Com efeito, o feed notícias (coluna central da página inicial de cada conta), sendo uma lista em atualização permanente com as histórias (publicações, gostos, partilhas, comentários, etc.) das pessoas “amigas” e das Páginas “seguidas”, inclui, ainda, os comentários, “gostos” e partilha de conteúdos de outros utilizadores que não são “amigos”. Por exemplo, o utilizador A publica um conteúdo e partilha-o apenas com o seus “amigos”. Se um amigo dele, o utilizador B, comentar, partilhar ou “gostar” e definir como público-alvo apenas os seus “amigos”, todos os amigos deste têm acesso à publicação inicial e a toda a atividade relacionada com ela. Assim, no feed notícias do utilizador A (que deu origem à história) irão aparecer comentários e outros conteúdos relacionados com a publicação em causa oriundos de pessoas que não conhece ou de quem não é “amigo”.
Deste modo, mesmo no perfil restrito há acesso a conteúdos publicados por quem não é “amigo”, porém, impedir essa possibilidade implicaria um dever de cuidado que não se afigura ser exigível ao cidadão médio.

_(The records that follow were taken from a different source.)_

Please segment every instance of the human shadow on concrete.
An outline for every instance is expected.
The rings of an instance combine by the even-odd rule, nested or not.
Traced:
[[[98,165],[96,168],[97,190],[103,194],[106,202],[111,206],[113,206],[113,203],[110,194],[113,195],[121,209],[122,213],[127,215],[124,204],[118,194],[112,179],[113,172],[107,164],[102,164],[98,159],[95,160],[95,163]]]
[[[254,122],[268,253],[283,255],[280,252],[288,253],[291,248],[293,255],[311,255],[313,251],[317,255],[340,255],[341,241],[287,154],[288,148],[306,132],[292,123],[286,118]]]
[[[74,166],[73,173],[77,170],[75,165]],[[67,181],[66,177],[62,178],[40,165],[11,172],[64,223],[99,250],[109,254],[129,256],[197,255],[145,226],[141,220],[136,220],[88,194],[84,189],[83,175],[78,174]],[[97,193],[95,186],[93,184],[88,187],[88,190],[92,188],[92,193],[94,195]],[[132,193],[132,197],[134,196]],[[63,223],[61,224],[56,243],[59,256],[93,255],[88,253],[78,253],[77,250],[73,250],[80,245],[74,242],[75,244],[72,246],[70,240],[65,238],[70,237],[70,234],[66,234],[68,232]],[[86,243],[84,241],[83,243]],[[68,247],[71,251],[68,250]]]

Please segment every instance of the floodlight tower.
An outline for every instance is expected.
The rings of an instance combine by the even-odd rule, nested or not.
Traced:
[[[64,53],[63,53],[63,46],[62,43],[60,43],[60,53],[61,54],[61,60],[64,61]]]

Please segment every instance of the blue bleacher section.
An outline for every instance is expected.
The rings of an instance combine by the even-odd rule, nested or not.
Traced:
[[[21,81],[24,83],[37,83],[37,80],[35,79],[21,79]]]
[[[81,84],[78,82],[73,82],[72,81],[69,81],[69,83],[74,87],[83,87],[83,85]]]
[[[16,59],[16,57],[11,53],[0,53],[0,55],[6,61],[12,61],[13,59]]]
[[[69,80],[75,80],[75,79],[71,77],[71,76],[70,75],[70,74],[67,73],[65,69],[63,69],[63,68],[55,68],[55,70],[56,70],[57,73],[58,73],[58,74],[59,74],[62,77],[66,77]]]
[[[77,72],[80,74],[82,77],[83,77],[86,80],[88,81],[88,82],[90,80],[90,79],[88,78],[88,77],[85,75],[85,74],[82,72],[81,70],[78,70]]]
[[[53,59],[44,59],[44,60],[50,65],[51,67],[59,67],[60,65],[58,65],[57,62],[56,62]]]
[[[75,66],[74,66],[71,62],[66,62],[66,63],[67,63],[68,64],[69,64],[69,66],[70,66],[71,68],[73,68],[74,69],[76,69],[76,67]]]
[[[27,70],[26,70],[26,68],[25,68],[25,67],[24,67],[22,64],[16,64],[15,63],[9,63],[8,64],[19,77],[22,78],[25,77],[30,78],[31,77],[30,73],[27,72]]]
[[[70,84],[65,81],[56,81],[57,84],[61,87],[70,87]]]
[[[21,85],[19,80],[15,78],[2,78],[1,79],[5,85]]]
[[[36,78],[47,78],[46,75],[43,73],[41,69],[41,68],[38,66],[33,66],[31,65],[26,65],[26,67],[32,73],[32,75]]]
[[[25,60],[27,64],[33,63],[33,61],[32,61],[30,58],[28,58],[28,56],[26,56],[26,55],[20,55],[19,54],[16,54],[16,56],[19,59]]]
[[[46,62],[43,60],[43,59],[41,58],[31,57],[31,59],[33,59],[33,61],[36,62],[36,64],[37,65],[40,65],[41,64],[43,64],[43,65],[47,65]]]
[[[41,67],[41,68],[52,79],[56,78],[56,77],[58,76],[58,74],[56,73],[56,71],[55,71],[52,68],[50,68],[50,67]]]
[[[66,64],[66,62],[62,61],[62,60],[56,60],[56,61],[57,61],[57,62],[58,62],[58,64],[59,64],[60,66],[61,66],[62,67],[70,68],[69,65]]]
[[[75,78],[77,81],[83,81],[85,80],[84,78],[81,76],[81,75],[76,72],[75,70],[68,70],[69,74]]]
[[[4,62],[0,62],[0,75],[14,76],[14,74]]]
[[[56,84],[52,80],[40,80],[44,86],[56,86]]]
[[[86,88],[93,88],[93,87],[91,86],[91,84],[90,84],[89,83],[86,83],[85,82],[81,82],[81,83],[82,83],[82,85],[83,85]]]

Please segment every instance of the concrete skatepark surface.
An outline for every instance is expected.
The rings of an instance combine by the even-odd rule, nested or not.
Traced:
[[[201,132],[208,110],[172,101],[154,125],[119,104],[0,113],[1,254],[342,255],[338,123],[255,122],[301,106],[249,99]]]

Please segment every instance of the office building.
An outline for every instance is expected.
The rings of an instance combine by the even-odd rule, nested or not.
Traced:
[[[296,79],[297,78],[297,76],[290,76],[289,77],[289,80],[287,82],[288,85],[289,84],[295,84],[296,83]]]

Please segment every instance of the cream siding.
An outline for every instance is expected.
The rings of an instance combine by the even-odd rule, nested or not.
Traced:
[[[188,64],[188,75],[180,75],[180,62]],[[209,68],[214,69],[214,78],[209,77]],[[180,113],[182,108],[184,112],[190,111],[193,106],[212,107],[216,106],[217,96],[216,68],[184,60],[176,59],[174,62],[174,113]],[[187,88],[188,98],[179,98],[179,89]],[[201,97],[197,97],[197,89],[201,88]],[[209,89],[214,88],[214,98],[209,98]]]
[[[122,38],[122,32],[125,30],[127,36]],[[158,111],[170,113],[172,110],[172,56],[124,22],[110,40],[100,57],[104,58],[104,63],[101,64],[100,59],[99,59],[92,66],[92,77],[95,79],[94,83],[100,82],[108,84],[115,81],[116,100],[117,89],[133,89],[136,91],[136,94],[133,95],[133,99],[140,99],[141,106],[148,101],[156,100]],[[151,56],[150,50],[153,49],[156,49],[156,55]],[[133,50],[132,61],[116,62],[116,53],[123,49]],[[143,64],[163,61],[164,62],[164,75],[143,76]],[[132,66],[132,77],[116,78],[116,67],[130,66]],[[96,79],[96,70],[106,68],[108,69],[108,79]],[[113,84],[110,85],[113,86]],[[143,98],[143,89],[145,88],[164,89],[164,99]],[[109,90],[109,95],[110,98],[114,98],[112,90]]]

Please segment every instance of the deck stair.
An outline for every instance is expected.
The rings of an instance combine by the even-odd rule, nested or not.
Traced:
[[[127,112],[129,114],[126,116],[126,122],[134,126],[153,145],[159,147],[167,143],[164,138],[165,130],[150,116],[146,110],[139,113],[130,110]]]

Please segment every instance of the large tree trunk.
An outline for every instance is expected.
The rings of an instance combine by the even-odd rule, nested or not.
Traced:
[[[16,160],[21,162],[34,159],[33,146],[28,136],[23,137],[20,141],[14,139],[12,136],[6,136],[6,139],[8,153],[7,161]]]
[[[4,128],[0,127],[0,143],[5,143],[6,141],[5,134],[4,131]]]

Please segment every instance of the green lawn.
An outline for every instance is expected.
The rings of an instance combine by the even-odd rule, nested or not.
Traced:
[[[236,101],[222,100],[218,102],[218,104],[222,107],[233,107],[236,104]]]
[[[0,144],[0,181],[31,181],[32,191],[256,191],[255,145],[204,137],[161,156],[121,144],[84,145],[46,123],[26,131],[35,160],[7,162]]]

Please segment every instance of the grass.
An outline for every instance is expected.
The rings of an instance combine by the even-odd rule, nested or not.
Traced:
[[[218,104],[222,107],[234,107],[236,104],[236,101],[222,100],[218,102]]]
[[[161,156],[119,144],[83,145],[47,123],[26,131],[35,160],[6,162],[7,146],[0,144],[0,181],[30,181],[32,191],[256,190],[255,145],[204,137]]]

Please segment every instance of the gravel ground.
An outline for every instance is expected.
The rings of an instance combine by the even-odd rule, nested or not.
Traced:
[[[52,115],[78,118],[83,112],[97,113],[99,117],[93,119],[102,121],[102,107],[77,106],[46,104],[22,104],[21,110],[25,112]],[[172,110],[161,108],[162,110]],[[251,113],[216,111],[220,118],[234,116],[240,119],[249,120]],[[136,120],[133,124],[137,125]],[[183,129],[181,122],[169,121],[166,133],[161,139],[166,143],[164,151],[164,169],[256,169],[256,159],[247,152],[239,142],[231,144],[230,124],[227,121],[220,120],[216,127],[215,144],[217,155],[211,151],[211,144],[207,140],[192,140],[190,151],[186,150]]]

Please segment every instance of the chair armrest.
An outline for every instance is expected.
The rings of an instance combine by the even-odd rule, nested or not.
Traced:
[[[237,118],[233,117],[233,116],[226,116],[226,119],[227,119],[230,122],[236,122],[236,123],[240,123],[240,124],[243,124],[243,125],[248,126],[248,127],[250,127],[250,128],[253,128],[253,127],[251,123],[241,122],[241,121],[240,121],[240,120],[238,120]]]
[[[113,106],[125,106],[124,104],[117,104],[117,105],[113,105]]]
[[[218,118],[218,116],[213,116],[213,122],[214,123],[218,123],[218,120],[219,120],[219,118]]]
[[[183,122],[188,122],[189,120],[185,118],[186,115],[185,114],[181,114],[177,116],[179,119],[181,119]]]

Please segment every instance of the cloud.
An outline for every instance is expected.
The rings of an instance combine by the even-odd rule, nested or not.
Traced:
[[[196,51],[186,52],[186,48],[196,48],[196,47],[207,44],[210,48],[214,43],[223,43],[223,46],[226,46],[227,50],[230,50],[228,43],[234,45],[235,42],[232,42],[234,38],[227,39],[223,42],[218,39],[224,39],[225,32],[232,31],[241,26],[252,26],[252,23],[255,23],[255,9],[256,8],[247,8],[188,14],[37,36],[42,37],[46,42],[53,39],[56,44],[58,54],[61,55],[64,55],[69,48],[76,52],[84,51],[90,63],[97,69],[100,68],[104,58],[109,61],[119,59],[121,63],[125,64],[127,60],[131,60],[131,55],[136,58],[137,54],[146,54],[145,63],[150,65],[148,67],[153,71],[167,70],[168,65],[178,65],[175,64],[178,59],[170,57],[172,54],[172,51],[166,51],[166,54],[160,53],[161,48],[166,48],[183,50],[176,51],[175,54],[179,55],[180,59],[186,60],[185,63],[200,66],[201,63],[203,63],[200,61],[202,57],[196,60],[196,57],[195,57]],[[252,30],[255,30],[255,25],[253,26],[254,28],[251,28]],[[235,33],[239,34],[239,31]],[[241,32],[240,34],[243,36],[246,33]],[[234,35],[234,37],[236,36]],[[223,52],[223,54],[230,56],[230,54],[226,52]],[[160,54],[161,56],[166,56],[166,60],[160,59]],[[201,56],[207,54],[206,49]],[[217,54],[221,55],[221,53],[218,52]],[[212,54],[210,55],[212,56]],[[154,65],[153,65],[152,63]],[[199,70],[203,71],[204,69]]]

Assim sendo, a CNE considera que integra o ilícito de “Propaganda na véspera e no dia da eleição” a atividade de propaganda, praticada em período de reflexão, registada na rede social Facebook em:
- Páginas;
- Grupos abertos;
- e Cronologias pessoais com privacidade definida que extravase a rede de “amigos” e “amigos dos amigos”, i.e. nos seguintes casos:
a) Quando se permite que qualquer pessoa, incluindo, as que não estão registadas no Facebook, possa ver ou aceder à informação disponibilizada pelo utilizador (acesso público universal);
b) Quando se permite que todas as pessoas registadas no Facebook podem ver ou aceder à informação disponibilizada pelo utilizador (acesso público dentro da rede social).
A CNE irá emitir um Comunicado oficial que deve ser amplamente divulgado, designadamente junto das entidades proponentes.".